1.6 The Security & Privacy Protocol: Zero-Trust Local Analysis

1.6.1 Overview: "Your Code Never Leaves Your Computer"

GitGalaxy is built on a Zero-Trust Privacy Model. GitGalaxy performs 100% of its scanning, vectorization, and rendering within the local browser environment.

  • No Data Transmission: Source code is never transmitted to any API, cloud database, or third-party service.
  • Ephemeral Memory Processing: Repositories are unpacked into a volatile memory buffer (RAM) and are automatically purged when the browser tab is closed.
  • Privacy-by-Design: Even when "uploading" a repository, the browser merely reads the local file into a Web Worker; the data remains behind the user's firewall at all times.

1.6.2 The "Privacy Engine": ZipLoader.js

The technical cornerstone of this protocol is the client-side ZipLoader, which utilizes the JSZip library to handle repository ingestion safely:

  • Heuristic Unpacking: The loader identifies source files while strictly excluding binary blobs, junk folders (node_modules, __pycache__, .git), and build artifacts (dist, vendor).
  • Binary Shield: The loader implements a mandatory null-byte detection check (indexOf('\0')). If a file contains non-textual characters, it is immediately discarded to prevent memory corruption or the unintentional analysis of compiled binaries.
  • Exclusion Heuristics: To ensure performance and privacy, the loader prunes any path containing hidden files (starting with .) or common media/font extensions.

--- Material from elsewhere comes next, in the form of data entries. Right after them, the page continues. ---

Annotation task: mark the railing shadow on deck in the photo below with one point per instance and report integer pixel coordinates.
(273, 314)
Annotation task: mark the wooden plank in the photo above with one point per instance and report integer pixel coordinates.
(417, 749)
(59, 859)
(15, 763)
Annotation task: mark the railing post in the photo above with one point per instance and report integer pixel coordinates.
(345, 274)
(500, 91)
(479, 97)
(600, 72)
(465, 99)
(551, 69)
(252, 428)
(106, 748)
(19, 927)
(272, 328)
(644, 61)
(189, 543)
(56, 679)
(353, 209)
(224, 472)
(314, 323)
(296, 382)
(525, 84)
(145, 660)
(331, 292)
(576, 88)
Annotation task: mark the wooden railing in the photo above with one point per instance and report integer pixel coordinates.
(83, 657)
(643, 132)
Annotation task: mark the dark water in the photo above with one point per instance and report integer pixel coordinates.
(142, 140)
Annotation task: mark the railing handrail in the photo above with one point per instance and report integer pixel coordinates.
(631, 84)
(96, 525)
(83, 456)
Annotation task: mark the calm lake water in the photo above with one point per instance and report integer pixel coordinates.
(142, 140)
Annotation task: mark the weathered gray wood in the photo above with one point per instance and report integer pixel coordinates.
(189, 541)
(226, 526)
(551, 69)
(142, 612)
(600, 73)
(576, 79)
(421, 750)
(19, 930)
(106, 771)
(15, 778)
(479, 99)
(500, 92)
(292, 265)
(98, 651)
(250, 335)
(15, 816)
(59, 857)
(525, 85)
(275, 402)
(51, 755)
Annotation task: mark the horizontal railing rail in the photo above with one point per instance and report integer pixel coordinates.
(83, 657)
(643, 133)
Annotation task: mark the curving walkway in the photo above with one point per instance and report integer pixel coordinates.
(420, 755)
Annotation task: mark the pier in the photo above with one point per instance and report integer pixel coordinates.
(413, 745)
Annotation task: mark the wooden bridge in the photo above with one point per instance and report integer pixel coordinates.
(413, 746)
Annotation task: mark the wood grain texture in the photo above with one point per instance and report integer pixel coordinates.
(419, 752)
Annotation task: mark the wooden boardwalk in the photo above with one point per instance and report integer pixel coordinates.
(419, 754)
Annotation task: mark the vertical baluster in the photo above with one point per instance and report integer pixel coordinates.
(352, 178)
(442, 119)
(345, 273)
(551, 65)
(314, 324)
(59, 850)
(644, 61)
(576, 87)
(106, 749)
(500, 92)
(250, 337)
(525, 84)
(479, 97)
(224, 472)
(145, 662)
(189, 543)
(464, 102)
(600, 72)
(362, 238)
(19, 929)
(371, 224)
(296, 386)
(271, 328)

1.6.3 Implementation Detail: Security Safeguards

  • In-Memory Sanitization: Code is read as string buffers. No persistent files are ever created on the local file system by the application.
  • Concurrency Protection: The isProcessing guard prevents memory overflow by ensuring only one unpacking operation occurs at a time, protecting the user's browser stability during large-scale Tier 4 (Megastructure) scans.